Stalin Park was originally called Riverside Park. Constructed in 1953, it is measured 1750 meters from the Songhua Railway Bridge to Jiuzhan Park (Ninth-station Park).
Locals and visitors alike congregate year-round in Stalin Park. The tree-lined promenade, dotted with statues, playgrounds, recreation clubs and cafes for the locals. A 42-km embankment was constructed along the edge to curb the unruly Songhua River, hence the surreal-looking Flood Control Monument (Fang Hong Ji Nian Ta), which was built in 1958, commemorates the thousands of people who died in years past when the river over-flowed its banks. The sandy banks of the Songhua River take on something of a beach atmosphere in summer, with boating ice-cream stands, sample snacks, beer and photo booths. It's possible to travel on tour boats arranged through the local travel agency but you might like to investigate local docks for a quick sortie down the Songhua River.

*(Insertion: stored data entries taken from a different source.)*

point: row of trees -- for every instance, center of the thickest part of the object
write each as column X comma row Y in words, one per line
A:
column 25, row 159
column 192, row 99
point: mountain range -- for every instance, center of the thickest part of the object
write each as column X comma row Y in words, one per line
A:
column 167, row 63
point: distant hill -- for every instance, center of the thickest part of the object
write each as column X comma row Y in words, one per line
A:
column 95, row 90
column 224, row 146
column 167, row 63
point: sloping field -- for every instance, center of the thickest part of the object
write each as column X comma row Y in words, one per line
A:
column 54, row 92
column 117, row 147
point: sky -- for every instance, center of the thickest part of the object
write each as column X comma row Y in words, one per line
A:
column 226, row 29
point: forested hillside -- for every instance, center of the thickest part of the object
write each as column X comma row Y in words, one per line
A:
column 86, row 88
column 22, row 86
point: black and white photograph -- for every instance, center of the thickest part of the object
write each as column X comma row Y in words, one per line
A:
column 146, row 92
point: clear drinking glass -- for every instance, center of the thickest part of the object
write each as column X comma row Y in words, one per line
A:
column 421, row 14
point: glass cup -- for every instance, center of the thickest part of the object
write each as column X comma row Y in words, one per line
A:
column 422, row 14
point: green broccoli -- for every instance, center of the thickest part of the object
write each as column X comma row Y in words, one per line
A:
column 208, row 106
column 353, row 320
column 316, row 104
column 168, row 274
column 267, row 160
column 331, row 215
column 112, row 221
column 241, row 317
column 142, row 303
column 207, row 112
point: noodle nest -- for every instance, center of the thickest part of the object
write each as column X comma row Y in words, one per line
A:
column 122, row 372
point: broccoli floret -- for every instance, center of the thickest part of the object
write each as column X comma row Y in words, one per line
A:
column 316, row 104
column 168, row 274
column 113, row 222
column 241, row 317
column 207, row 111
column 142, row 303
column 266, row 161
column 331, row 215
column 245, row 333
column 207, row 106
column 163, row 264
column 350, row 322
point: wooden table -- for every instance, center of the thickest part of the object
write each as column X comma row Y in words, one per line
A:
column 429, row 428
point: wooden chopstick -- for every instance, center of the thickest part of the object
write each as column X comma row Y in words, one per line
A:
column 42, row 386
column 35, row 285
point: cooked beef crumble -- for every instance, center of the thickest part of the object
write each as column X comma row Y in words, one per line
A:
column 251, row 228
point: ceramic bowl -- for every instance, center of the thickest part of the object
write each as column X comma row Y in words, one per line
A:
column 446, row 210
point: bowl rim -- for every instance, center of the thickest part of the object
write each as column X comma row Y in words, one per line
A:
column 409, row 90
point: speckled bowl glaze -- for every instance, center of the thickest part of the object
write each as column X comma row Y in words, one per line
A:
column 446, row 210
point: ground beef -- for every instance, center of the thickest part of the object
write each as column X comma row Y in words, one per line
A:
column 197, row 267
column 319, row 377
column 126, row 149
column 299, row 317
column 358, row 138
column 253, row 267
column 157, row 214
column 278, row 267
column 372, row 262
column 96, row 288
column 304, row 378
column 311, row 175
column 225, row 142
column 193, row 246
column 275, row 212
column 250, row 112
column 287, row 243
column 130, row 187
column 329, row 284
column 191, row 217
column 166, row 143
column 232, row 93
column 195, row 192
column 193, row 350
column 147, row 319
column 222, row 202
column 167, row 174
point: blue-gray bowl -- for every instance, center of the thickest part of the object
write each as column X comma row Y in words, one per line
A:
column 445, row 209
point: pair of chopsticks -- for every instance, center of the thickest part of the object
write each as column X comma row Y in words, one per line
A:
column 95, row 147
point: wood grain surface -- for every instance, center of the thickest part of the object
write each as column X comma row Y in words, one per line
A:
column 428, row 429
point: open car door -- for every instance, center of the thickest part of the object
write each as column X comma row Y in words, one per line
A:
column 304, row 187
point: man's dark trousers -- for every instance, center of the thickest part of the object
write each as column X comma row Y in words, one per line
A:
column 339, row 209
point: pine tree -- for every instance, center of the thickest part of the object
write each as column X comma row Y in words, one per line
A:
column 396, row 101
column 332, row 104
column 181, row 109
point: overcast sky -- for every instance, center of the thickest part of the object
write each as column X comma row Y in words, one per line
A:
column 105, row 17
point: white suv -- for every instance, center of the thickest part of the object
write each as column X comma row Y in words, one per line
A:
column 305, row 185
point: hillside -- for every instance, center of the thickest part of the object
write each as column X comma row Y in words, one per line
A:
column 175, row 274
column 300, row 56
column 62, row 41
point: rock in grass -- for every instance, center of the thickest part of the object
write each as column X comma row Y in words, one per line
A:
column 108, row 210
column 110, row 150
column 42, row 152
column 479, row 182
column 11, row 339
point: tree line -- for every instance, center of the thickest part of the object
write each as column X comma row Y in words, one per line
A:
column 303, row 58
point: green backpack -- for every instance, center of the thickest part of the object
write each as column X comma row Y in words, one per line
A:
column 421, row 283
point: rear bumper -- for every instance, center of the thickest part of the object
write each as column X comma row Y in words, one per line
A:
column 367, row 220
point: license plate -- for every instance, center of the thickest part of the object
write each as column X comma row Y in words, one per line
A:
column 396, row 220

In winter, the Songhua River becomes a road of ice (when it's one-meter thick in can support a truck), the locals and tourists take it as a sports center, with ice skating, sledding, sleighing, ice hockey and ice sailing all options. You can hire the gear you'll need from vendors along the riverbank. If you really want to show off, join the people who like to swim in the gaps in the ice.

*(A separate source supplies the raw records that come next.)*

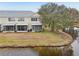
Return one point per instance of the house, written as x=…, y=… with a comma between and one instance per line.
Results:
x=19, y=21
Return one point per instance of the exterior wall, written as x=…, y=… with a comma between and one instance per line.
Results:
x=27, y=21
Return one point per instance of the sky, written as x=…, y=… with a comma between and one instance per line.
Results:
x=32, y=6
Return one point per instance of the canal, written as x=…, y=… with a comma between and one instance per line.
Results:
x=71, y=50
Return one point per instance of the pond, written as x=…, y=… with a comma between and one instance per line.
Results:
x=71, y=50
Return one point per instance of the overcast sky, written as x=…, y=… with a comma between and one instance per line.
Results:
x=32, y=6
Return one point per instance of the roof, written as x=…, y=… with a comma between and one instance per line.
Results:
x=16, y=13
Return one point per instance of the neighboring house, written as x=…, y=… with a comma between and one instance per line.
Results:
x=19, y=21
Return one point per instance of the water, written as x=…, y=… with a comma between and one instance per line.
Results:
x=71, y=50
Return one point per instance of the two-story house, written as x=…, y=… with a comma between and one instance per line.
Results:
x=19, y=21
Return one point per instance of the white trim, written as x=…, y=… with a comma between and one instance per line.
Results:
x=21, y=31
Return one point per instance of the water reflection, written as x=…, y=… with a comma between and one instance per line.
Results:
x=37, y=51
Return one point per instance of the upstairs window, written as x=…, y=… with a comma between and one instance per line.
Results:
x=20, y=19
x=11, y=19
x=33, y=19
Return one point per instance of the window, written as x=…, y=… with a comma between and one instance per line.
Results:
x=21, y=19
x=11, y=19
x=33, y=19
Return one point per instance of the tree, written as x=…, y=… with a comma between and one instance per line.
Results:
x=55, y=17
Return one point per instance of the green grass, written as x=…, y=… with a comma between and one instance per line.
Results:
x=32, y=39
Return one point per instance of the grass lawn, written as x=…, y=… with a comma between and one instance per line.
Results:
x=33, y=39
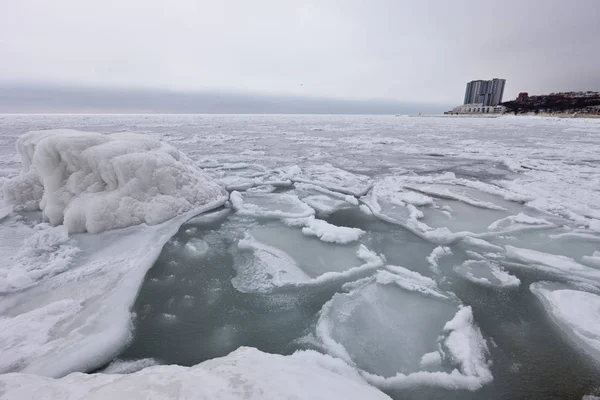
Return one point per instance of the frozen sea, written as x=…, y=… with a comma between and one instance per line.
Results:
x=439, y=258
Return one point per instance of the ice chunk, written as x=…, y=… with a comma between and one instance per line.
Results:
x=431, y=361
x=272, y=205
x=94, y=182
x=554, y=264
x=129, y=366
x=244, y=374
x=576, y=313
x=79, y=319
x=361, y=327
x=463, y=346
x=47, y=251
x=452, y=192
x=197, y=247
x=326, y=231
x=333, y=178
x=5, y=211
x=518, y=222
x=325, y=205
x=480, y=244
x=269, y=268
x=593, y=260
x=435, y=256
x=486, y=273
x=281, y=256
x=384, y=204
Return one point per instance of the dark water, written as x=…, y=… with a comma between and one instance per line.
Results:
x=531, y=359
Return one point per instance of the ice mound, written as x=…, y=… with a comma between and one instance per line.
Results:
x=439, y=344
x=78, y=319
x=197, y=247
x=270, y=205
x=518, y=222
x=332, y=178
x=384, y=202
x=129, y=366
x=94, y=182
x=246, y=373
x=272, y=257
x=453, y=192
x=576, y=313
x=41, y=253
x=486, y=273
x=326, y=231
x=556, y=265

Like Zhaolin Park and the Sun Island Park, Stalin Park is also designated as one of the venues of the annual Harbin International Ice and Snow Festival. The artists from all over the world would spend some days to finish their great ice or snow sculptures in December or January.
The park is free and open all the time.
How to Get
You can catch No.11 bus from the train station to get there. Also, you can take buses 2, 8, 9, 12, 13, 15, 16, 20, 23, 26, 64, 79, 83, 85, 101, 102, 103, 113 and 114 to the bank of the Songhua River and then walk several minutes to the park.